Design and construction
- Architects: Heaton, Ralph and Heaton

Listed Building – Grade II
- Official name: The Pagefield Hotel
- Designated: 8 December 1999
- Reference no.: 1384467

= Pagefield Hotel =

Former pub in Wigan, Greater Manchester, England

The Pagefield Hotel (also known as the Famous Pagefield) is a Grade II listed former public house on Gidlow Lane in Wigan, Greater Manchester, England. Built in 1902 for the Bolton brewery Magee Marshall & Co and designed by Heaton, Ralph and Heaton, it is noted for its interior, which the Campaign for Real Ale (CAMRA) rates as of "special national historic importance". After closing in 2015, the building and its former bowling green have been the subject of successive residential redevelopment proposals, including a scheme approved in 2018 and a further application submitted in 2024 for new housing on the site.

==History==
The building was constructed in 1902, according to its official listing, a date shown in the stair‑window glazing. It was designed and built by the architects Heaton, Ralph and Heaton for the Bolton brewery Magee Marshall & Co. The 1908 and 1929 Ordnance Survey maps mark the building as the Pagefield Hotel.

According to the Campaign for Real Ale (CAMRA), the name Famous Pagefield derives from a visit by Queen Elizabeth, who is said to have opened the public house while in Wigan, although no other sources confirm the claim. Queen Elizabeth visited the town on several occasions in 1938, 1940, 1945 and 1959, but none of these visits is linked in contemporary records to the building.

On 8 December 1999, the Pagefield Hotel was designated a Grade II listed building. The interior is recognised by CAMRA with a one‑star rating, indicating its status as of "special national historic importance".

The pub closed in early 2015. The local news website Wigan Today later reported an initial application proposed converting the ground floor into a retail or restaurant unit with eight apartments above, but no matching record appears on Wigan Council's planning website. A further planning application and accompanying listed building consent was submitted to the council in August 2016 seeking to convert the Pagefield Hotel into ten apartments, with nine two‑storey houses on the former bowling green, a three‑storey block of 12 further apartments, and on‑site parking for 56 cars with cycle provision. Permission was granted in March 2018. In 2024 the developer submitted a new application for the former bowling green site, proposing the construction of 19 mews houses in three separate blocks. As of August 2026 there has been no further update.

==Architecture==
The building is constructed of red brick with stone detailing and a slate roof. It has an L‑shaped layout, with the main section set on the corner and a wing extending to the left. The design follows a Free Renaissance style. The structure has three storeys and five bays. At the corner are two five‑sided turrets that project from the first floor and are topped with domed roofs. The first, third and fifth bays have gabled tops, with short balustrades linking them above the slightly recessed second and fourth bays.

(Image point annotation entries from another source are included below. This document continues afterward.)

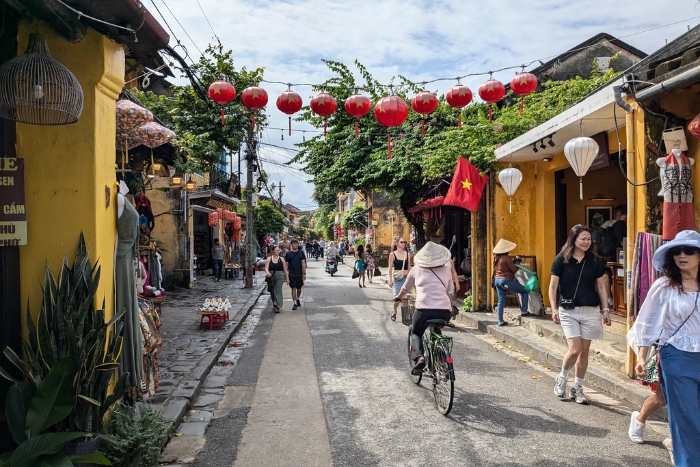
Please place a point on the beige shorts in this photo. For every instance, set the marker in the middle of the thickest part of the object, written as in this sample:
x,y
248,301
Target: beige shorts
x,y
585,322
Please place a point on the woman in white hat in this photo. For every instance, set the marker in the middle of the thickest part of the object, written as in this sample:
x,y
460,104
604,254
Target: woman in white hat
x,y
670,314
504,270
432,277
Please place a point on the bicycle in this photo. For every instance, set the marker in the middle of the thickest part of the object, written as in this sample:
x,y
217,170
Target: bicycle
x,y
437,351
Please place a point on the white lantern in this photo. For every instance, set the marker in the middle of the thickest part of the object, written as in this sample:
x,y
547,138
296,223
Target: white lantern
x,y
510,179
581,152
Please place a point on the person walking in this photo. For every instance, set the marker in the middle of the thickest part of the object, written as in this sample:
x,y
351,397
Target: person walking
x,y
296,266
369,259
399,267
217,255
504,278
579,277
670,314
433,282
276,271
360,265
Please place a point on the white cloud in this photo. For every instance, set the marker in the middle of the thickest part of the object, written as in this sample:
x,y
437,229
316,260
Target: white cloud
x,y
420,39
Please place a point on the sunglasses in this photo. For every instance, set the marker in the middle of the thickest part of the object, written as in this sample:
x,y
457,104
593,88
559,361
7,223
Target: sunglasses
x,y
686,250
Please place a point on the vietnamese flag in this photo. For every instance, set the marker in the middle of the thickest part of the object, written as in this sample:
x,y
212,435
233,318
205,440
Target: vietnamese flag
x,y
466,187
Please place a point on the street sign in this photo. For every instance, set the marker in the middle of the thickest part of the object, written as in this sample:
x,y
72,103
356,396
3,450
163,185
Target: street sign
x,y
13,216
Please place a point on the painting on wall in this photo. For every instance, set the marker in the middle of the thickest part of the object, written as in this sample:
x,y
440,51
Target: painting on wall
x,y
596,216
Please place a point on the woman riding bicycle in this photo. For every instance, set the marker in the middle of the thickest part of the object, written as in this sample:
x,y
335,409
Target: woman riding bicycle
x,y
432,279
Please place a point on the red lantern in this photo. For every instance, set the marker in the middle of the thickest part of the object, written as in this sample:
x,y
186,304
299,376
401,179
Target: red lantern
x,y
492,91
222,92
390,111
459,96
357,106
323,105
523,84
289,102
255,98
424,102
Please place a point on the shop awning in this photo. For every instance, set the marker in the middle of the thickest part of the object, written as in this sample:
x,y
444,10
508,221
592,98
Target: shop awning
x,y
592,115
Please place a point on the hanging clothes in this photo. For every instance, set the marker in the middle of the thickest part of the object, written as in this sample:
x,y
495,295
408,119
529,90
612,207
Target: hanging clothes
x,y
125,293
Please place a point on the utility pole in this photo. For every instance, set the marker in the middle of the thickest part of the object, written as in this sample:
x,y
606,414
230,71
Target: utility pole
x,y
250,240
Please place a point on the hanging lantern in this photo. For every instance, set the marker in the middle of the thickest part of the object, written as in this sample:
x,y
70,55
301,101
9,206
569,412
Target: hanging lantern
x,y
289,102
523,84
323,105
390,111
492,91
357,106
510,179
459,96
222,92
255,98
424,103
581,152
38,90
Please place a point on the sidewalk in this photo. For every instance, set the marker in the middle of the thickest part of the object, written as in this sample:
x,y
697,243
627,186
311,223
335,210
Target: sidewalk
x,y
188,352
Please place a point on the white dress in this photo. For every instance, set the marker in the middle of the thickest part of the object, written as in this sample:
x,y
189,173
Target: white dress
x,y
663,312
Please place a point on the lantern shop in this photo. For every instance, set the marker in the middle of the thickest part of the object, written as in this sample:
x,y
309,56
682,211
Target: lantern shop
x,y
620,162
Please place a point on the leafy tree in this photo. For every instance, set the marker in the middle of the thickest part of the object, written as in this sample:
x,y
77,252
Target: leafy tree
x,y
267,219
201,139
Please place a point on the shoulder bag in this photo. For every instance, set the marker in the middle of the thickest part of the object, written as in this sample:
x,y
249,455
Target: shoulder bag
x,y
399,275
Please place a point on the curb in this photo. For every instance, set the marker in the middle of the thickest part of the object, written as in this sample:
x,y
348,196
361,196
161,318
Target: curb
x,y
179,404
599,377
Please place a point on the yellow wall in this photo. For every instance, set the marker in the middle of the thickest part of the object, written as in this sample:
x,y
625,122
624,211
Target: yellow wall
x,y
68,168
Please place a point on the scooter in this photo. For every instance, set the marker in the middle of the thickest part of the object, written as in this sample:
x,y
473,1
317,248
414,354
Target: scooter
x,y
331,265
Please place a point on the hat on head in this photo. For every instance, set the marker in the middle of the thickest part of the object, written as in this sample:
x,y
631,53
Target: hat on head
x,y
432,255
503,246
683,238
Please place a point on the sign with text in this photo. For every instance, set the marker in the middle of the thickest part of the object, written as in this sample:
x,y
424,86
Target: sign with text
x,y
13,216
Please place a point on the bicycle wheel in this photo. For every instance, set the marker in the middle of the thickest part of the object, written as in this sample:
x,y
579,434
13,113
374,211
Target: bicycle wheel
x,y
443,385
415,378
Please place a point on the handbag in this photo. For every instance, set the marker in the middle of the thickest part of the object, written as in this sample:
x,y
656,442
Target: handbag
x,y
568,303
399,275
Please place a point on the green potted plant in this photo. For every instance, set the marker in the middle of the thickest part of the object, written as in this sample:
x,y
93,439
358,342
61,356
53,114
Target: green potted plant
x,y
69,328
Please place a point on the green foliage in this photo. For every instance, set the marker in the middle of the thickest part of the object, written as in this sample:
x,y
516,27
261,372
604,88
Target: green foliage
x,y
70,329
267,219
201,139
134,436
354,218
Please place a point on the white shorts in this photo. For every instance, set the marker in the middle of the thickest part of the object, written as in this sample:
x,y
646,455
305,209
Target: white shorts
x,y
585,322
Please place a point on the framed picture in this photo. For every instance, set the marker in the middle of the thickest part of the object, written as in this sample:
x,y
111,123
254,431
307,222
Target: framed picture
x,y
597,215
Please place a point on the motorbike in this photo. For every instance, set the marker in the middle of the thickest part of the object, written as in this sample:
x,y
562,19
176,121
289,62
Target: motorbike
x,y
331,265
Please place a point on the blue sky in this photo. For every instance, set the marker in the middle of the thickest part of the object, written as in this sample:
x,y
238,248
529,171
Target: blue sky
x,y
420,39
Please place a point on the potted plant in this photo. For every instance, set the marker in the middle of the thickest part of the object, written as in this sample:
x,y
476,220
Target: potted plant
x,y
70,329
32,411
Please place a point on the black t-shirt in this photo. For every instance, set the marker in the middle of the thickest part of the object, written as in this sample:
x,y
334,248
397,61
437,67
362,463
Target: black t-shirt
x,y
568,274
294,259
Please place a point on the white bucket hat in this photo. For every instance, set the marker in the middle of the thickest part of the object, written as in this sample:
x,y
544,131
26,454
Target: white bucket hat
x,y
432,255
684,238
503,246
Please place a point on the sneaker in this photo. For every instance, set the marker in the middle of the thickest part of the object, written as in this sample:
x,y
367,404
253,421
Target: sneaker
x,y
560,386
636,429
576,394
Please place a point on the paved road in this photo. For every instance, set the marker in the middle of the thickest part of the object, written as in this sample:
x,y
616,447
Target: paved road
x,y
504,413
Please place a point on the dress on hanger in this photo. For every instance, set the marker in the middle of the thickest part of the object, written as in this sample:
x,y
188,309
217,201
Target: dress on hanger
x,y
125,291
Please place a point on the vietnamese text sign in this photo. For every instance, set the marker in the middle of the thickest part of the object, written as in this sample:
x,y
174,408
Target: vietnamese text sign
x,y
13,217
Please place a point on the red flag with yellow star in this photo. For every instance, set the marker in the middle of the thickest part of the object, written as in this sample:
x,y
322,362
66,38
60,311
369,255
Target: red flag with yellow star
x,y
466,187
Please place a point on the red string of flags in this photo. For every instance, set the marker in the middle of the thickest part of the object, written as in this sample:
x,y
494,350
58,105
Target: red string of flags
x,y
389,111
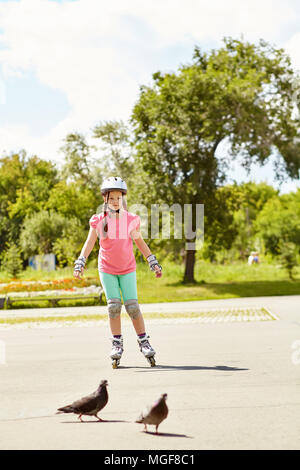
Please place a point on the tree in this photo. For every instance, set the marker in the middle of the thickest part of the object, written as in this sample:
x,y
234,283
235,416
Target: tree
x,y
24,186
11,260
242,94
72,200
40,231
279,222
288,255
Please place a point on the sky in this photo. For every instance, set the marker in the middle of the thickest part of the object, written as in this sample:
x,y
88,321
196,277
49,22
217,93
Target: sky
x,y
66,65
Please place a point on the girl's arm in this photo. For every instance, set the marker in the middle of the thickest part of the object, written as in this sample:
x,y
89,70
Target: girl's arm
x,y
87,248
140,243
145,250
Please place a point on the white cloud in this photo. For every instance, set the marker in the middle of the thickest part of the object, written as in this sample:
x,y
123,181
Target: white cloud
x,y
88,50
293,49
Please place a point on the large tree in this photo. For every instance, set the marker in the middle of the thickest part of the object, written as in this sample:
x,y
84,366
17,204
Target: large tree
x,y
241,94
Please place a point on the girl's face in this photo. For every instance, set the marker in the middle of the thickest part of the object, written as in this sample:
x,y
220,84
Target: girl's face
x,y
114,200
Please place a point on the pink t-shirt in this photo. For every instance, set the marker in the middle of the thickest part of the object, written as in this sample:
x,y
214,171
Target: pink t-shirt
x,y
116,247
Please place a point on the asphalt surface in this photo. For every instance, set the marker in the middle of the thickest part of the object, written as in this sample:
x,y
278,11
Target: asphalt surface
x,y
230,385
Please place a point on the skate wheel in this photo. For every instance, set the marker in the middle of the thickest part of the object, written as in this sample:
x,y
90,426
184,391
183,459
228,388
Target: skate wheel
x,y
152,361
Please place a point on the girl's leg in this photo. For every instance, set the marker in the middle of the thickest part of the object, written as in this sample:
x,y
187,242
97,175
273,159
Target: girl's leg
x,y
129,293
110,284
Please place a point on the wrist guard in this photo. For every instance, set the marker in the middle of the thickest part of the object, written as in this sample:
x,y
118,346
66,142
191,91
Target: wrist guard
x,y
152,261
79,263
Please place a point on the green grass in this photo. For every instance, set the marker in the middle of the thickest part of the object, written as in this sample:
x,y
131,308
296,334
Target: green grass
x,y
212,282
207,314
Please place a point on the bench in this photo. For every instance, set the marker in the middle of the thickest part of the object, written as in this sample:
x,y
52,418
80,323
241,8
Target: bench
x,y
6,302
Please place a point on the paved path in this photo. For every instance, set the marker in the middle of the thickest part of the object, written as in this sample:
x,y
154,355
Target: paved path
x,y
229,385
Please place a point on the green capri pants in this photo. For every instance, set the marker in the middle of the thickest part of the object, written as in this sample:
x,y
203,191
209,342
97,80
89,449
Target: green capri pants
x,y
114,283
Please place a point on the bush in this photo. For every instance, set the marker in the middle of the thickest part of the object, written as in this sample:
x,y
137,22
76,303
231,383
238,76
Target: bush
x,y
11,260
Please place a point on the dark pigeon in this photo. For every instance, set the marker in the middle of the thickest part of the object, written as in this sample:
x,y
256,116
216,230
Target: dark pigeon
x,y
154,414
89,405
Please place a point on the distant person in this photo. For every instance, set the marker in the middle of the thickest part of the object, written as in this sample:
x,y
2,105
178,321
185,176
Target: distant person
x,y
253,258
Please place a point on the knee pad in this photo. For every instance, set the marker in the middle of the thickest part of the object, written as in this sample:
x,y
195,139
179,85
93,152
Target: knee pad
x,y
114,307
132,308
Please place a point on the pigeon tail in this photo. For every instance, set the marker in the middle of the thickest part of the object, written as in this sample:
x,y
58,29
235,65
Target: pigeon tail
x,y
65,409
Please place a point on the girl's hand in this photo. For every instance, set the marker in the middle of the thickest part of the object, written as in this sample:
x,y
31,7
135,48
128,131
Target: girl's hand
x,y
79,266
158,271
78,274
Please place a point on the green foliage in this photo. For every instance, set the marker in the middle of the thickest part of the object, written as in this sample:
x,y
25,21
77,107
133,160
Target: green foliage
x,y
25,183
40,231
288,255
68,246
11,260
72,200
242,94
279,220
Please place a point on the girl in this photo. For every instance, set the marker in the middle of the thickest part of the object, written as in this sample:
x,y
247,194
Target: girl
x,y
115,228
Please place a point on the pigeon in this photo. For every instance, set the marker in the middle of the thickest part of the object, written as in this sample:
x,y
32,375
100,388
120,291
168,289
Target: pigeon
x,y
89,405
154,414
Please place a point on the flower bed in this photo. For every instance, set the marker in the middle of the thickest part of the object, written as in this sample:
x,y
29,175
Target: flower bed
x,y
31,286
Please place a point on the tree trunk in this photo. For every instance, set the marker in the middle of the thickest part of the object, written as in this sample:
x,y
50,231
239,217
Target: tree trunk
x,y
189,266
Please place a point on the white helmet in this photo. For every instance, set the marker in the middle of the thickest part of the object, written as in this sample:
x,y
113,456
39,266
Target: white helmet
x,y
113,183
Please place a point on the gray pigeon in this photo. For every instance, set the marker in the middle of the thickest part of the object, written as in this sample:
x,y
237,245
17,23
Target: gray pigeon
x,y
89,405
154,414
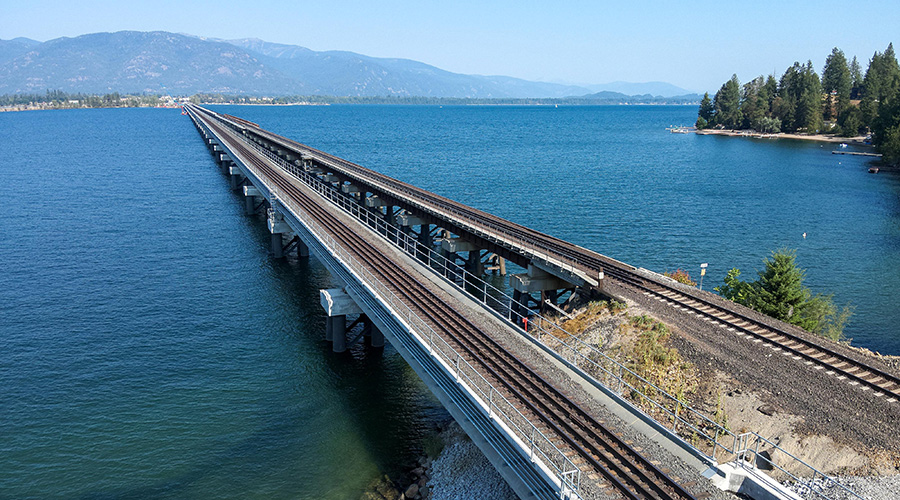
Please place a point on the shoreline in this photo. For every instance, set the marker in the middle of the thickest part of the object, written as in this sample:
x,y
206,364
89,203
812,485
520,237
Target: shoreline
x,y
856,141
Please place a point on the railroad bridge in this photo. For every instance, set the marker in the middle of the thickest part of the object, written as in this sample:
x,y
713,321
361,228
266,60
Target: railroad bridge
x,y
413,266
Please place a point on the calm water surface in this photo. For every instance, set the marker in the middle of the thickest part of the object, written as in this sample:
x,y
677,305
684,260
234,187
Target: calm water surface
x,y
612,179
152,349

The ground floor includes a tall central entrance with side windows, set within a decorative surround and topped by a shaped pediment carrying the inscription "MAGEE MARSHALL & CO / PAGEFIELD / HOTEL". Other openings include a group of arched windows and larger multi‑paned windows. The upper floors mainly feature similar multi‑light windows, with shallow oriel windows on the top floor of the end bays. The second bay has a round window on each upper floor. Some of the upper panes contain Art Nouveau stained glass. Stone panels below the first‑floor windows of the outer bays display the initials "M. M. & CO LTD". The right‑hand side facing Gidlow Lane has two bays, including a two‑storey bay window and a doorway with a small Ionic porch and balustraded parapet. The left side and rear wing are simpler in design and include an additional entrance.